If Patagonia wants to throw its weight behind conservation-minded politicians, I’m all for it. But heading into 2020, it should back candidates who are going take the necessary steps to slash carbon emissions. By supporting those who are pushing a Green New Deal, Patagonia would show they are not are not only going to defend playgrounds for rich recreationists but are also fighting to put unemployed and low-income people to work building the renewable energy infrastructure needed to stave off the worst effects of global warming.
In coordination with the endorsements last week, Chouinard made a folksy video encouraging people to vote.

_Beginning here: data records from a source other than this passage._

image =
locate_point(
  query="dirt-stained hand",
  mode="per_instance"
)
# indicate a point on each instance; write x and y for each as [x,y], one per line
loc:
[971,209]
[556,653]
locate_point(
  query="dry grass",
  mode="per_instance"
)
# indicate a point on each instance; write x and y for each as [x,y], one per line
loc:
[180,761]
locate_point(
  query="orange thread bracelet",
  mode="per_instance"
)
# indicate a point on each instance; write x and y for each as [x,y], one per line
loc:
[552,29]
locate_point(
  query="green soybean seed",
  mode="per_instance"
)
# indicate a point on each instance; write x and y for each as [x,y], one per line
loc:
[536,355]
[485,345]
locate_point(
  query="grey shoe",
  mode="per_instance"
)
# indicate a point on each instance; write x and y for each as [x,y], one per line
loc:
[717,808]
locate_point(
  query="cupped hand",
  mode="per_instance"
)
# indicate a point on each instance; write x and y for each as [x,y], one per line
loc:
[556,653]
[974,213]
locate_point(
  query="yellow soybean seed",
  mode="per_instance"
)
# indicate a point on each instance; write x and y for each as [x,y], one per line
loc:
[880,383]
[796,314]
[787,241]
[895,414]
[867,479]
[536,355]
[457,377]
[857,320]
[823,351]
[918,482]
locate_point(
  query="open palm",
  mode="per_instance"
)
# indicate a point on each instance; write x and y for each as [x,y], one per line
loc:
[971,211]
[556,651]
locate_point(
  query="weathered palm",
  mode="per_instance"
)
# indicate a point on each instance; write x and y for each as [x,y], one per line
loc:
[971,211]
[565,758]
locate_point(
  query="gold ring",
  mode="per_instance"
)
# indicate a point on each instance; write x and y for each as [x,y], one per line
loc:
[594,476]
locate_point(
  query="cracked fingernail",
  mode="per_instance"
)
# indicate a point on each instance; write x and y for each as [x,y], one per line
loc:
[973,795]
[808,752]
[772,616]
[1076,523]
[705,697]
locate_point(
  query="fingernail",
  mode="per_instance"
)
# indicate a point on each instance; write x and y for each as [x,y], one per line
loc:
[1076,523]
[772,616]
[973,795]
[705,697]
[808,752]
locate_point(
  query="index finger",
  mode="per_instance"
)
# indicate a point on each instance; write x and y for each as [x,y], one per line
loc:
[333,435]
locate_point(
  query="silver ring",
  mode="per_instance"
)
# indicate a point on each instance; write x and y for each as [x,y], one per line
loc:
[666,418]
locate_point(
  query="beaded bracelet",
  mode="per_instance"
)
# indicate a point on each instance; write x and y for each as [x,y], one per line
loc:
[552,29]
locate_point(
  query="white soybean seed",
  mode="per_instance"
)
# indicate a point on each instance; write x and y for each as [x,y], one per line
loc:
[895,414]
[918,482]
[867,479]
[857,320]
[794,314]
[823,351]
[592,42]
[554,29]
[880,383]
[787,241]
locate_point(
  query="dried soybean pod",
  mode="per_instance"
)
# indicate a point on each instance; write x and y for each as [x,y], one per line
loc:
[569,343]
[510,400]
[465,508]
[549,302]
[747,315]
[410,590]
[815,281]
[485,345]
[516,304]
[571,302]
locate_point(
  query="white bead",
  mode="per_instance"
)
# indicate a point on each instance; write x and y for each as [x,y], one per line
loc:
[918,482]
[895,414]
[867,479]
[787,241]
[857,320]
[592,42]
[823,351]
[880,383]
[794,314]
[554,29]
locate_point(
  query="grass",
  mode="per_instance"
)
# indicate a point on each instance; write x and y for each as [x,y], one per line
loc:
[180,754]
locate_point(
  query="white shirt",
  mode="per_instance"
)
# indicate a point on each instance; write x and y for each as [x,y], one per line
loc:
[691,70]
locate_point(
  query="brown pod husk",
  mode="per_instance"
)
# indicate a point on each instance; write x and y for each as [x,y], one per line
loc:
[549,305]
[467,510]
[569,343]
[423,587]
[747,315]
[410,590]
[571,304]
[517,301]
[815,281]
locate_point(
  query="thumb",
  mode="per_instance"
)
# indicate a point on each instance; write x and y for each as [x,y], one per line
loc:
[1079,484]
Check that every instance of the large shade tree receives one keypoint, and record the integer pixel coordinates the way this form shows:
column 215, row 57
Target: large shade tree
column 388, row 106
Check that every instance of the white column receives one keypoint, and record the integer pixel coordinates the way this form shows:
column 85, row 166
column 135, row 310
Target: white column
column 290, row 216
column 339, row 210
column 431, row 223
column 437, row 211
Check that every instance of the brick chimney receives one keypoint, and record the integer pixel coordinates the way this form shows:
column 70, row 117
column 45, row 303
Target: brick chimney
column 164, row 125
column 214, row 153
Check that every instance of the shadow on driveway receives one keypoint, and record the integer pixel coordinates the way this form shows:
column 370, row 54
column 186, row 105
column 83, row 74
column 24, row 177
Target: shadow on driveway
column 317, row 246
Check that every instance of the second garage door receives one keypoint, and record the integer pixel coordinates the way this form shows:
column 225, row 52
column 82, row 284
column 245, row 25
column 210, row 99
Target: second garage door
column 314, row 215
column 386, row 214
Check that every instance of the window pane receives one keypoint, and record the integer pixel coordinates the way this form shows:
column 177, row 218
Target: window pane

To help Patagonia kickstart its next campaign, I wrote a new script it is welcome to use. Yvon is standing beside a river in Wyoming, a fishing pole in his hand and waders on his legs. He looks into the camera with his characteristic curmudgeonly stare begins to grumble out his lines:
“Since I founded Patagonia in 1973, we’ve been taxing ourselves. We’ve given millions of dollars to small grassroots environmental organizations to fight big-money interests looking to exploit our public lands. We’ve shown other businesses that it’s possible to be responsible and successful at the same time. And we’ve helped countless customers connect with wild places by providing the best gear possible.
“But I can no longer rely on only taxing myself and my company. Starting today, we will be begin backing Congressional candidates who pledge to tax billionaires like me and large businesses like Patagonia in order to fund a Green New Deal. With the revenue raised, we can create hundreds of thousands of high-paying jobs for unemployed workers in order to jumpstart the economy, respond to income inequality, and quickly transition our energy systems away from fossil fuels to fight climate change while there is still time.
“I’m pledging to donate to candidates who pledge to tax me. Because lord knows most of the weenie billionaires and CEOs out there are not going to tax themselves.”
Zak Podmore writes from San Juan County, Utah.